R: Nel senso che Calogero proprio nell’atto finale, che per me è sempre a metà tra Ionesco e Bernhard (e mi porta molto vicino al teatro contemporaneo), in qualche modo diventa Marvuglia, accogliendone totalmente pensieri e azioni. Avendolo interpretato, potrei mettergli a disposizione tutto quello che so di lui.

D: Eduardo è un modello frequentabile non solo attraverso i testi, ma anche grazie al patrimonio di registrazioni che ci ha lasciato, in particolare la ripresa televisiva di questa pièce. Come hai lavorato su questo personaggio, cercando di liberarti del modello eduardiano?
R: È semplice: non l’ho mai guardato, se no sarebbe stato un riferimento automatico e quasi obbligatorio. So che non mi avrebbe aiutato, anzi.
D: Come ci si avvicina quindi al teatro di un intellettuale umanista come Eduardo?
R: Per me è stata la prima volta, ma proprio in virtù del fatto che non volevo avere nessun tipo di aiuto, ho cercato di saperne il meno possibile, oltre a ciò che già conoscevo. Non mi sono avvicinato, cercando di sapere: mi sembrava più efficace il contrario per entrare dentro il testo, anche perché c’entra poco con il mondo eduardiano.

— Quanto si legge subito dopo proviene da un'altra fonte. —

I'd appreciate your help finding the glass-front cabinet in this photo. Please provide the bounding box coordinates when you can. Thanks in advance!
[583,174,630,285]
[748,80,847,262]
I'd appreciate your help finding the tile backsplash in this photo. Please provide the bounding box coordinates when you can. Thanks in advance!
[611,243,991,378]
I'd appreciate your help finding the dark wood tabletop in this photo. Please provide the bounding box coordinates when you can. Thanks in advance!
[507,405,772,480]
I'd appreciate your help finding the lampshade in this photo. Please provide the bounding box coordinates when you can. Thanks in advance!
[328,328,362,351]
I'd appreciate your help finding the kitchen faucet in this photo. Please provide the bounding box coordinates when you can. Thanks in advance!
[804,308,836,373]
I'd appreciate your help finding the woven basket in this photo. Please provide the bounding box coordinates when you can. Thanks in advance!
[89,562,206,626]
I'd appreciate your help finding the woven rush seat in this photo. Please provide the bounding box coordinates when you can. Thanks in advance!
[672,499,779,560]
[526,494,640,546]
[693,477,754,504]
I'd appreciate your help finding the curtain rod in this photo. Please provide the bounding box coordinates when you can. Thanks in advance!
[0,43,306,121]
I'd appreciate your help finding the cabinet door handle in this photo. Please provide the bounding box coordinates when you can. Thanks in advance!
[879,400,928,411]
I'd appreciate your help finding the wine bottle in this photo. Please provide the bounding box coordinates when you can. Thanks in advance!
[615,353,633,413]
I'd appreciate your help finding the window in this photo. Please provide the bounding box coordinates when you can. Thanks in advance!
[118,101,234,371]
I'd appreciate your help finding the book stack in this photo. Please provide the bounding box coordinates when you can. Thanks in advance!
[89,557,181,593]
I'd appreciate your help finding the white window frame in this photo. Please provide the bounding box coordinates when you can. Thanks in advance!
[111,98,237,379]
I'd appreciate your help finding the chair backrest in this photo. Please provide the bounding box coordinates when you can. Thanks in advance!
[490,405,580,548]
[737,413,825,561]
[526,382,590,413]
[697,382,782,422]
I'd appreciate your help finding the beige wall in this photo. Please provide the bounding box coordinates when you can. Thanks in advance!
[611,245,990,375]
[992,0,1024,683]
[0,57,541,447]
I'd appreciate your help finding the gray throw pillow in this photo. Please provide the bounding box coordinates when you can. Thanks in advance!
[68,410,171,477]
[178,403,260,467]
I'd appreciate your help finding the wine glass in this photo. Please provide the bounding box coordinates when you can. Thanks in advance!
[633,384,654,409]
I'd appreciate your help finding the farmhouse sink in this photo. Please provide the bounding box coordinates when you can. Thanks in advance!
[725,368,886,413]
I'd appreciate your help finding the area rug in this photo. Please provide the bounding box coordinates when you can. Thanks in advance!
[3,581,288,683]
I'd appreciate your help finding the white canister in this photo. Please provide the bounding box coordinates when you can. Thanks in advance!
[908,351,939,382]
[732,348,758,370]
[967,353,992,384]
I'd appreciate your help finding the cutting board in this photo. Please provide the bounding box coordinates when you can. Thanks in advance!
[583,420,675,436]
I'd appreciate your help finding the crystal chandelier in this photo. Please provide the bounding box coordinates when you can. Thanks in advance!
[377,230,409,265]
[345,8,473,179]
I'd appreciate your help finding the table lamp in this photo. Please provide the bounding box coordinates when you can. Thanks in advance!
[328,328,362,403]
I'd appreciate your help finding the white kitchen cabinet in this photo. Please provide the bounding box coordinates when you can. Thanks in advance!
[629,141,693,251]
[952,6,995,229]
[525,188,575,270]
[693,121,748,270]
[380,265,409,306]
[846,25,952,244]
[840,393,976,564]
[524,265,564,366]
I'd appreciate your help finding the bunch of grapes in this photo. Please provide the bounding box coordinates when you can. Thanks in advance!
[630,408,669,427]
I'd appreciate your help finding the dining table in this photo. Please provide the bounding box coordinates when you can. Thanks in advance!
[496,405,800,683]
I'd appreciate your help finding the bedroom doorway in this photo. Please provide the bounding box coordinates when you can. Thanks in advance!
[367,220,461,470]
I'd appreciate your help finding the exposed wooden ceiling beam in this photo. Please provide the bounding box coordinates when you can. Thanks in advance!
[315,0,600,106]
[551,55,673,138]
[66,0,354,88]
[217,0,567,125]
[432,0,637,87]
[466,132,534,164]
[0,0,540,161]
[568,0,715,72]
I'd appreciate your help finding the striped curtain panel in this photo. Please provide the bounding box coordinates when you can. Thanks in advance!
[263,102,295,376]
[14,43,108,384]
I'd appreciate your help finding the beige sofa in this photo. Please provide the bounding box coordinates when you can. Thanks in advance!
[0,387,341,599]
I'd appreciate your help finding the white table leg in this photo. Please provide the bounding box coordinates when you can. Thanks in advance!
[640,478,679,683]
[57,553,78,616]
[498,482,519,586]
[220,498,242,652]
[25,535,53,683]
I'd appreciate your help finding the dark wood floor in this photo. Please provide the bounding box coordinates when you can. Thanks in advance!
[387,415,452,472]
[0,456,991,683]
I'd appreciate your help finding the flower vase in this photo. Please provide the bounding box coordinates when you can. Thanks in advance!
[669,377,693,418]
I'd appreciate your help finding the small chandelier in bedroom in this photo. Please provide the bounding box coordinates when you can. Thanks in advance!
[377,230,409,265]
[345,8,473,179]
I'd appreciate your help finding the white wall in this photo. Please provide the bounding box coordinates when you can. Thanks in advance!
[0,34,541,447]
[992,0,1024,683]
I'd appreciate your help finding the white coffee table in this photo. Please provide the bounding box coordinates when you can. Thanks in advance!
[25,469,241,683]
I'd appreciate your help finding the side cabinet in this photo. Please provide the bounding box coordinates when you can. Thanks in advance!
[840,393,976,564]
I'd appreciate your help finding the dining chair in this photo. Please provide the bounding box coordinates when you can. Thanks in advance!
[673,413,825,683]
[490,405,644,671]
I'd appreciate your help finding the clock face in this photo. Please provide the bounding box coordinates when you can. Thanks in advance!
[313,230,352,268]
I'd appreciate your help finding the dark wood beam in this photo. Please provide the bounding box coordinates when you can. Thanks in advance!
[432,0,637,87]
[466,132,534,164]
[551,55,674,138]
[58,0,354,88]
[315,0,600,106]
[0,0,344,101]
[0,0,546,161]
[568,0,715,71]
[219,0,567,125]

La produzione del Teatro Bellini di Napoli, con la regia di Gabriele Russo, ha fatto una scommessa sui due attori principali (Natalino Balasso, oltre a me) che non sono, diciamo, quelli che chiunque a Napoli avrebbe ingaggiato come protagonisti della storia. Ho preferito quindi vivere la possibilità dell’azzardo: non mi sono mai sentito in dovere di portare a termine un compito, ma piuttosto di essere a disposizione, per interpretare Eduardo come avrei fatto con Bernhard, Koltès o Sofocle.
D: Che cosa può insegnare oggi alle nuove generazioni Eduardo? Sul piano formale, professionale o dei temi delle sue opere?
R: Una cosa su tutte, è che ha avuto il coraggio di dire qualche cosa che andava contro le aspettative dei contemporanei. Per uno come lui, baciato dal genio della scrittura, a un certo punto le sue idee si sono rivelate in tutto il loro valore, nonostante lui all’inizio non fosse stato capito. Anzi, era stato preso male il suo tentativo di andare in un’altra direzione. Ecco, questo coraggio è qualcosa di cui tenere conto, sia nella scrittura sia nella messa in scena, anche perché il teatro italiano sta sprofondando in se stesso. Non ci sono registi coraggiosi.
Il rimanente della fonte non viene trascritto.